Zillow is one of the most successful real estate companies since the rise of the internet. Housing data is Zillow’s secret sauce and has enabled the use of tools like the Zillow Zestimate. Homebuyers, sellers, and real estate agents take advantage of the Zillow Zestimate as a rough means of estimating the value of a home. This tool is critical to the real estate industry, so why not figure out how they do it?
In this article, we will explore what it takes to build the Zillow Zestimate.
Agenda:
Gathering Data and Preprocessing
Machine Learning
Analyzing Estimator Input Features
Gathering Data and Preprocessing
Most real estate data is publicly accessible to those willing to find it. However, many of the companies that gather it in an easy-to-digest format restrict access to researchers like ourselves. So, to gather data to make a home value estimator like the Zestimate you have three options: Find online datasets (e.g. datasets), Buy the data (e.g. datarade), or Scrape your own data.
I chose the third option and built a real estate scraper that gathers sold house listing information from the Zillow website (more on this in a later article).
After scraping the data, I made a csv file of 1000 sold listings from 28205 in Charlotte, NC (note 1501 Downs Ave.):
In addition to these features, I included information about the average market home value for single-family homes (SFHs) leading up to the sell date for each zip code (Zillow research). Also included was the year built, current home-value Zestimate, and rent Zestimate:
For preprocessing, features such as ‘Year Built’ and ‘Sold Date’ must be encoded to be properly used for machine learning purposes. Other categorical data attributes like ‘Street Address’ and ‘Zipcode’ must be dropped for many machine learning algorithms.
Machine Learning
The machine learning presented in this work uses python, scikit-learn, seaborn, and pandas. Each data column from our table represents a data feature. The goal will be to use a set of data columns x to map to a home value y using linear regression.

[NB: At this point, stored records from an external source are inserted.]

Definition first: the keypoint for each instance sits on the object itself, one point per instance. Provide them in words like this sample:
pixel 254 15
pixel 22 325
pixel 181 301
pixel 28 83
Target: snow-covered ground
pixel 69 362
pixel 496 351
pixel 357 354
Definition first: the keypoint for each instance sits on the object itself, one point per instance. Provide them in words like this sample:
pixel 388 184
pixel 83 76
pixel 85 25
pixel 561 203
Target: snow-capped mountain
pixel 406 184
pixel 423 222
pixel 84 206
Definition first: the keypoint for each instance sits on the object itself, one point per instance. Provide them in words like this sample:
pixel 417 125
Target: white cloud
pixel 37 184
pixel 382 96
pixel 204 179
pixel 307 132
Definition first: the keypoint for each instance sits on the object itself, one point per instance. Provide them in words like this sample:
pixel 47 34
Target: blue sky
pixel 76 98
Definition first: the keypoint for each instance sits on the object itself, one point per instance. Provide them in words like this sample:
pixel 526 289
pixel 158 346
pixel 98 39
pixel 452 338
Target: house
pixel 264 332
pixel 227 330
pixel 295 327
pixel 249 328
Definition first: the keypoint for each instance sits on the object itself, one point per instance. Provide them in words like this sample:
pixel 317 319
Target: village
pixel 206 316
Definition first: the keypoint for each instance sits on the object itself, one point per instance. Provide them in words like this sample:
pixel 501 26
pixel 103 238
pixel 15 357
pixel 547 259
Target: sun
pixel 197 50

In addition to the preprocessing previously mentioned, I had to drop the ‘Zestimate’ and ‘Rent Zestimate’ data columns.
Final x columns: ‘Latitude’, ‘Longitude’, ‘Sold Date’, ‘Beds’, ‘Baths’, ‘House Sqft’, ‘Lot Acres’, ‘Year Built’, and the SFH average home value records.
Final y column: ‘Sold Price’
There are a few parameters to keep in mind. I sorted the data by date and used a 95% train, 5% test split on 1000 sold listings. Remember that split is used because we are using past listings to predict future ones with a home value estimate. It would not make sense to be training on housing data only from 2019 to predict housing prices from 2020 onwards, so this is a reasonable split. I also used StandardScaler() from scikit-learn to scale the data for the linear regression model as a last preprocessing step. Scaling the data is fundamental to a linear regression model. See more on this here.
It is now time to fit our data and compare it to Zillow Zestimate. According to Zillow, the Zillow Zestimate has a 1.8% median error rate for active listings in the state of North Carolina. In other words, Zillow is very accurate. Our linear regression model has a median error rate of 18.6%. This may sound bad, but outliers skew the error. See predictions from our model below.
Clearly, this is not nearly as accurate as Zillow. Zillow likely uses more complex machine learning models than linear regression, uses more housing listings, and many more input features (e.g. ‘Has Water View’ or ‘Crime Rate’). The next section will look into how using different input features affect our results.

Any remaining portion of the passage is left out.